As suggested by Gary Holtom photostability is an issue that one should not ignore during the analysis of fluorophone concentration. Repeated measurements reduces emission intensity of fluorophore and hence does not produce reliable results. In view of this we have been studying the fluorescent nano diamonds (FND) for bilogical applications after appropriate surface functionalisation. FND has exceptional photostability even under laser excitation.

Thanks for all the answers. But I will ask one more thing anyway.

The excitation coefficient in Lambert-Beer law is also dependent on experimental conditions like solvent, maybe pH, for sure wavelength etc. This should suggest, that equivalent of excitation coefficient could be calculated in fluorescence for set experimental conditions. The only problem being non-linearity?

The extinction coefficient is an "intensive" property, i.e. it does not depend explicitly on the concentration of the chromophore, but is instead calculated from the ratio of transmitted intensity to incident intensity. On the other hand, fluorescence intensity depends on chromophore concentration. What you seem to be looking for is a parameter which you could multiply by the chromophore concentration to give you the observed fluorescence in your experimental apparatus. In principle one could calculate such a parameter, but one would have to know the light intensity hitting the sample, how big the sample was, the fluorescence quantum yield for the sample, how much of the light is captured by the detection optics and how this is converted into an electrical signal. Even then, the measured fluorescence intensity in your sample may depend on the presence of fluorescence quenching groups and local environment, and the effective "concentration" may be quite different from that found in a fluid solution of the same chromophore. In your original quoted text, the relative changes in fluorescence intensities in an environment such as a protein or membrane may not reflect changes in concentration, but instead could be due to a change in polarity of the environment, or a change in probability of Forster electronic energy transfer, or the approach of quenchers.
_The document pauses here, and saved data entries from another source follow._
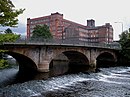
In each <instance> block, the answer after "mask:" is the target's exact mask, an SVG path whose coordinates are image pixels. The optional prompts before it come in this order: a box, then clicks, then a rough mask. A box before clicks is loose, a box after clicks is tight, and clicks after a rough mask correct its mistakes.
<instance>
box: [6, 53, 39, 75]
mask: <svg viewBox="0 0 130 97" xmlns="http://www.w3.org/2000/svg"><path fill="white" fill-rule="evenodd" d="M4 54H8V55H10V56H12V57H13V58H14V59H15V60H16V61H17V62H18V64H19V72H22V73H24V72H25V73H26V72H35V71H37V66H36V64H35V62H34V61H33V60H32V59H30V58H29V57H27V56H25V55H23V54H20V53H16V52H12V51H6V52H4Z"/></svg>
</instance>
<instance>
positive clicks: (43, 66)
mask: <svg viewBox="0 0 130 97" xmlns="http://www.w3.org/2000/svg"><path fill="white" fill-rule="evenodd" d="M37 71H38V72H49V62H48V61H47V60H46V61H43V62H42V64H38V70H37Z"/></svg>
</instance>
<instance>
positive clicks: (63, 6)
mask: <svg viewBox="0 0 130 97" xmlns="http://www.w3.org/2000/svg"><path fill="white" fill-rule="evenodd" d="M12 1H13V4H14V5H15V7H16V8H25V9H26V10H25V11H24V13H23V14H22V15H20V16H19V23H20V25H22V29H23V28H24V27H26V22H27V18H35V17H41V16H46V15H50V14H51V13H55V12H59V13H61V14H64V18H65V19H68V20H71V21H74V22H77V23H81V24H83V25H86V24H87V23H86V20H87V19H94V20H95V22H96V26H100V25H104V24H105V23H110V24H111V25H112V26H113V28H114V40H118V39H119V38H118V36H119V34H120V33H121V31H122V29H121V28H122V24H121V23H114V22H122V23H123V29H124V30H126V29H128V28H129V27H130V12H129V9H130V3H129V2H130V1H129V0H12ZM23 26H24V27H23ZM19 28H20V27H19ZM21 31H24V32H20V33H25V32H26V28H24V30H21Z"/></svg>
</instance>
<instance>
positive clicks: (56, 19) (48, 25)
mask: <svg viewBox="0 0 130 97" xmlns="http://www.w3.org/2000/svg"><path fill="white" fill-rule="evenodd" d="M44 24H46V25H48V26H49V28H50V31H51V33H52V35H53V38H54V39H64V40H70V41H79V40H80V41H85V42H96V43H110V42H113V27H112V25H110V23H106V24H105V25H102V26H95V20H93V19H91V20H87V25H82V24H78V23H75V22H72V21H70V20H66V19H64V18H63V14H60V13H58V12H56V13H52V14H51V15H48V16H43V17H38V18H33V19H30V18H28V19H27V38H30V37H31V35H32V31H33V28H34V27H35V26H36V25H44Z"/></svg>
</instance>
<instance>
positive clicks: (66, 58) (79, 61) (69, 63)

You are getting good advice here from people who provided very different answers, which only shows the number of effects that contribute to observed fluorescence intensity. When you consider absorbance spectra, what matters is the form of the ground state and excited states molecular orbitals that define the transition. The strength of the transition can be calculated, and a corresponding 'Einstein Coefficient' describes both the absorbance and stimulated emission probabilities. Changes in the extinction coefficient correspond to changes in the structure and energy of the electronic states of the chromophore. For example, the familiar red shift in polar solvents arises from the lowering of the energy of excited state orbitals.

Any effect on absorbance also affects fluorescence, but in addition you have to consider the effect of competing pathways on fluorescence yield. Once light energy is absorbed, a fluorophore can decay to ground by many different pathways. For each fluorophore there is a characteristic radiative lifetime that specifies the rate of emission, but there are many other paths to ground so that the lifetime of the excited state is very short. The ratio of these these lifetimes is the quantum yield, the fraction of molecules that decay via radiation. For example, riboflavin at moderate concentration has a quantum yield of around 30%, depending on solution conditions. Quenchers, which provide additional non-radiative paths to ground, decrease the lifetime and hence the quantum yield. It is difficult to correct for this.
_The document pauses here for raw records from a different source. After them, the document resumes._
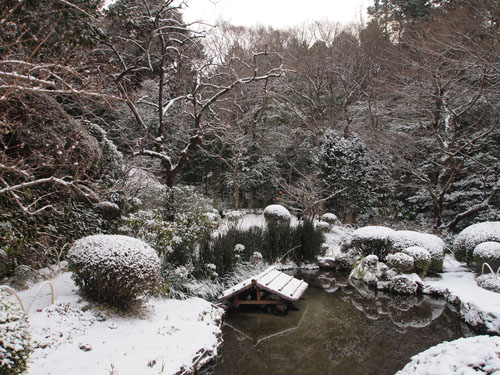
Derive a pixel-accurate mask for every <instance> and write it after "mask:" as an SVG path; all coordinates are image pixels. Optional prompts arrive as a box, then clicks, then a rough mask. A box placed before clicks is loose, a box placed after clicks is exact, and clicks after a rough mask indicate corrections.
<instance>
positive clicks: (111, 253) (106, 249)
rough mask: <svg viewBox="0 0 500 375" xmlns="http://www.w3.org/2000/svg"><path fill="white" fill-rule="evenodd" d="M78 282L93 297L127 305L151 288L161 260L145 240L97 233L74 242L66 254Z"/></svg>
mask: <svg viewBox="0 0 500 375" xmlns="http://www.w3.org/2000/svg"><path fill="white" fill-rule="evenodd" d="M67 259H68V264H69V269H70V271H72V272H73V279H74V281H75V284H76V285H77V286H78V287H80V289H82V291H83V292H84V293H85V294H86V295H87V296H88V297H89V298H90V299H92V300H95V301H97V302H104V303H107V304H109V305H111V306H116V307H119V308H123V307H127V306H128V305H129V304H130V303H131V302H133V301H134V300H136V299H137V298H138V297H140V296H142V295H144V294H145V293H146V292H148V291H149V290H151V289H152V288H153V287H154V286H155V285H156V283H157V282H158V281H159V277H160V260H159V258H158V256H157V255H156V252H155V250H154V249H153V248H151V247H150V246H149V245H148V244H146V243H145V242H143V241H141V240H138V239H136V238H132V237H127V236H120V235H95V236H88V237H84V238H82V239H80V240H78V241H76V242H75V244H74V245H73V246H72V247H71V249H70V250H69V251H68V255H67Z"/></svg>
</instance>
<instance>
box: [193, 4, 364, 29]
mask: <svg viewBox="0 0 500 375" xmlns="http://www.w3.org/2000/svg"><path fill="white" fill-rule="evenodd" d="M187 3H188V8H186V9H185V10H184V11H183V14H184V20H185V21H188V22H192V21H198V20H203V21H206V22H208V23H211V24H213V23H215V21H217V20H218V19H220V18H222V19H224V20H227V21H230V22H231V23H232V24H234V25H238V26H254V25H265V26H267V25H270V26H273V27H274V28H286V27H288V26H297V25H301V24H303V23H304V22H310V21H316V20H319V21H322V20H330V21H339V22H342V23H348V22H351V21H357V20H359V19H360V17H361V14H362V15H363V18H364V19H366V7H367V6H368V5H370V4H371V1H370V0H188V1H187Z"/></svg>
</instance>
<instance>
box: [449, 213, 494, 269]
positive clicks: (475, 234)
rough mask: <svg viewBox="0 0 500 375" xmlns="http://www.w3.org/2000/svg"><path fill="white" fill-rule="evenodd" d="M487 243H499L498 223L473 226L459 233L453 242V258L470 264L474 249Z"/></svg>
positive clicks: (489, 221) (475, 224)
mask: <svg viewBox="0 0 500 375" xmlns="http://www.w3.org/2000/svg"><path fill="white" fill-rule="evenodd" d="M489 241H495V242H500V221H487V222H484V223H478V224H474V225H471V226H468V227H467V228H465V229H464V230H463V231H461V232H460V233H459V234H458V236H457V237H456V238H455V241H454V242H453V252H454V254H455V258H456V259H457V260H459V261H461V262H467V263H470V262H472V260H473V254H472V253H473V251H474V249H475V247H476V246H477V245H479V244H480V243H483V242H489Z"/></svg>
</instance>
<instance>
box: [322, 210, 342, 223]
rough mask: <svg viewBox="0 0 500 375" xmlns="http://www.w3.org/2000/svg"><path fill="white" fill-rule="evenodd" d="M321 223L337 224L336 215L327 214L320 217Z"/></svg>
mask: <svg viewBox="0 0 500 375" xmlns="http://www.w3.org/2000/svg"><path fill="white" fill-rule="evenodd" d="M321 221H326V222H327V223H328V224H338V223H339V219H338V217H337V215H335V214H332V213H330V212H327V213H326V214H323V215H321Z"/></svg>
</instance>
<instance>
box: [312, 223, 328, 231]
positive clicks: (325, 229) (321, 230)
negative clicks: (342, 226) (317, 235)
mask: <svg viewBox="0 0 500 375" xmlns="http://www.w3.org/2000/svg"><path fill="white" fill-rule="evenodd" d="M315 227H316V229H317V230H319V231H321V232H323V233H327V232H329V231H330V224H329V223H327V222H326V221H318V222H316V223H315Z"/></svg>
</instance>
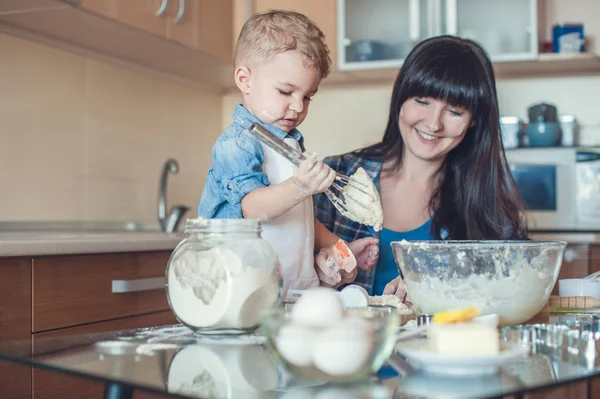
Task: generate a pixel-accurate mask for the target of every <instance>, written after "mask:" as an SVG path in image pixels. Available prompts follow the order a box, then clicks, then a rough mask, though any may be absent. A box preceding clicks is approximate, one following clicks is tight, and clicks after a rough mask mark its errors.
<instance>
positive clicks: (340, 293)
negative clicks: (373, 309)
mask: <svg viewBox="0 0 600 399" xmlns="http://www.w3.org/2000/svg"><path fill="white" fill-rule="evenodd" d="M340 296H341V297H342V302H344V306H345V307H346V308H366V307H367V306H368V305H369V294H368V293H367V290H365V289H364V288H363V287H361V286H360V285H355V284H353V285H349V286H347V287H346V288H344V289H343V290H342V291H341V292H340Z"/></svg>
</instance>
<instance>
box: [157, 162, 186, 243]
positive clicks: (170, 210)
mask: <svg viewBox="0 0 600 399" xmlns="http://www.w3.org/2000/svg"><path fill="white" fill-rule="evenodd" d="M169 172H170V173H172V174H174V175H176V174H177V173H178V172H179V165H178V164H177V161H176V160H174V159H168V160H167V162H165V164H164V165H163V169H162V173H161V178H160V186H159V189H158V222H159V223H160V229H161V230H162V231H163V232H165V233H173V232H174V231H176V230H177V226H178V225H179V222H181V219H183V215H184V214H185V213H186V212H187V211H188V210H189V209H190V208H188V207H187V206H183V205H175V206H173V207H172V208H171V210H170V211H169V215H167V179H168V177H169Z"/></svg>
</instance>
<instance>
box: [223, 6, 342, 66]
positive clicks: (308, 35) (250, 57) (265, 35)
mask: <svg viewBox="0 0 600 399" xmlns="http://www.w3.org/2000/svg"><path fill="white" fill-rule="evenodd" d="M291 50H296V51H298V52H299V53H300V54H302V55H303V56H304V58H305V60H306V61H308V63H309V66H310V67H314V68H316V69H317V70H318V71H319V72H320V73H321V77H322V78H325V77H327V75H329V71H330V68H331V58H330V57H329V49H328V47H327V45H326V44H325V35H324V34H323V32H322V31H321V30H320V29H319V28H318V27H317V25H316V24H315V23H314V22H313V21H312V20H311V19H310V18H308V17H307V16H306V15H303V14H300V13H298V12H294V11H283V10H269V11H263V12H259V13H256V14H254V15H252V16H251V17H250V18H249V19H248V20H247V21H246V22H245V23H244V26H243V27H242V31H241V32H240V35H239V37H238V40H237V43H236V45H235V58H234V65H235V67H236V68H237V67H239V66H241V65H243V64H249V65H252V64H256V63H261V62H266V61H268V60H269V59H271V58H272V57H274V56H276V55H277V54H281V53H284V52H286V51H291Z"/></svg>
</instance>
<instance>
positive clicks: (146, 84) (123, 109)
mask: <svg viewBox="0 0 600 399" xmlns="http://www.w3.org/2000/svg"><path fill="white" fill-rule="evenodd" d="M0 121H1V122H0V126H1V127H0V187H2V195H0V220H77V219H79V220H81V219H88V220H137V221H151V220H155V219H156V206H157V193H158V182H159V174H160V170H161V167H162V165H163V163H164V161H165V160H166V159H167V158H169V157H173V158H175V159H177V160H178V161H179V164H180V173H179V174H178V175H176V176H171V177H170V184H169V192H168V202H169V206H170V205H173V204H185V205H187V206H189V207H190V208H191V213H188V216H190V215H194V216H195V215H196V208H197V204H198V199H199V198H200V193H201V191H202V187H203V185H204V178H205V174H206V170H207V169H208V165H209V164H210V151H211V146H212V142H213V141H214V139H215V138H216V137H217V136H218V134H219V132H220V129H221V98H220V96H217V95H213V94H206V93H204V92H202V91H200V90H197V89H194V88H189V87H184V86H181V85H178V84H174V83H171V82H167V81H164V80H160V79H158V78H155V77H153V76H149V75H146V74H143V73H140V72H136V71H132V70H129V69H125V68H121V67H115V66H112V65H109V64H105V63H102V62H98V61H95V60H92V59H89V58H86V57H81V56H78V55H73V54H71V53H67V52H63V51H60V50H56V49H53V48H50V47H47V46H43V45H39V44H34V43H32V42H29V41H25V40H22V39H17V38H14V37H11V36H7V35H0Z"/></svg>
In addition, inner filter effects and the screening of the fluorophore absorbance bands by other chromophores decrease the observed fluorescence intensity. In absorbance this can be corrected for using an appropriate reference sample. The only possible correction in fluorescence would be a calibration standard in identical conditions, difficult for biological material that may not even be homogeneous; tryptophan in different environments in proteins can have very different fluorescence yields.